I read Chocolat by Joanne Harris a few years ago, and enjoyed it overall. I think I like it better in retrospect than I did at the time, in part because my book club had a very good discussion of it. I definitely remember that the movie was not as good as the book (except maybe for Johnny Depp’s scenes). That’s the only Joanne Harris novel I had ever read, so I didn’t really know what to expect about this one. I will admit that this type of fantasy isn’t really my favorite kind of book (I only realized that in the past year or so, that I actually shy away from fantasy in favor of realistic fiction), but the world within these pages is so real and full that it drew in even a skeptic like myself.

Maddy is a young woman who was born with a runemark on her hand, one that gives her magical skills and marks her in her community as a witch. The truth is much more complicated than that, and as Maddy discovers her destiny, she finds herself caught up in a battle between ancient gods and the people who fear magic, a journey that includes waking the Seven Sleepers, a trip to Hel, and battling between good and evil, Order and Chaos.

I have never had much of a mind for mythology, I must confess. In high school, we were supposed to read some mythology over Christmas break, and I tried. I really did. But all the bickering and scheming and conniving wasn’t really my cup of tea, and I never finished the assignment. In college, I took a class on Greek Comedies that helped me understand some of the stories of the gods a little bit better, and a couple of years ago I struggled through Don’t Know Much About Mythology, but that’s the extent of my mythological knowledge. If you make a reference to a Greek or Roman god, I am probably going to understand what you are talking about, or at least have a decent idea to which story you are referring. But that’s basically it.

This book was very mythological in nature, specifically Norse mythology, and featured such characters as Odin, Loki, Thor, and Hel.
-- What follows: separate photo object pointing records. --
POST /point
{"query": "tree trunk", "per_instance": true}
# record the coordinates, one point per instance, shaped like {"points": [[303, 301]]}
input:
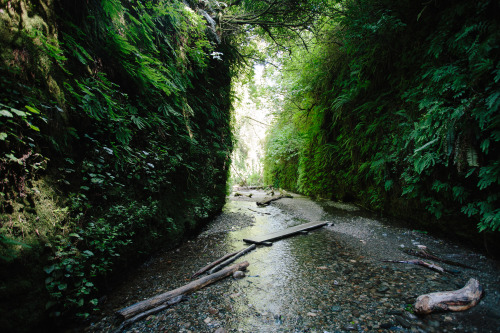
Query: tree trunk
{"points": [[158, 300], [212, 264], [457, 300], [268, 201], [232, 259]]}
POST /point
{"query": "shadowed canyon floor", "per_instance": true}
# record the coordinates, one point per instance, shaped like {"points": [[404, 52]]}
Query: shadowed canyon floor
{"points": [[332, 279]]}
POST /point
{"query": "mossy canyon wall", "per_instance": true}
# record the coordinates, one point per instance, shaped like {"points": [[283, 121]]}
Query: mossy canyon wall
{"points": [[115, 141]]}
You don’t have to know these stories specifically, though, to make sense of the book – if you know any mythology at all, the ways that the gods interact will be familiar to you. It certainly felt that way to me. I must give Joanne Harris credit – these mythological gods came alive for me in ways that they haven’t before. She was able to make them real.

This book, while long, would be a great introduction for a teenager interested in mythology. The myths themselves would be much more compelling after being introduced to the characters in this way. Even apart from the mythology, it’s a great story – an unwanted, unloved young woman finding her place in the world (not to mention finding the world to be much bigger than she thought), using powers she didn’t even know she had, becoming a part of something much larger than herself and her village. It’s a story we can all relate to, but the characters and the way it is told really make it something special.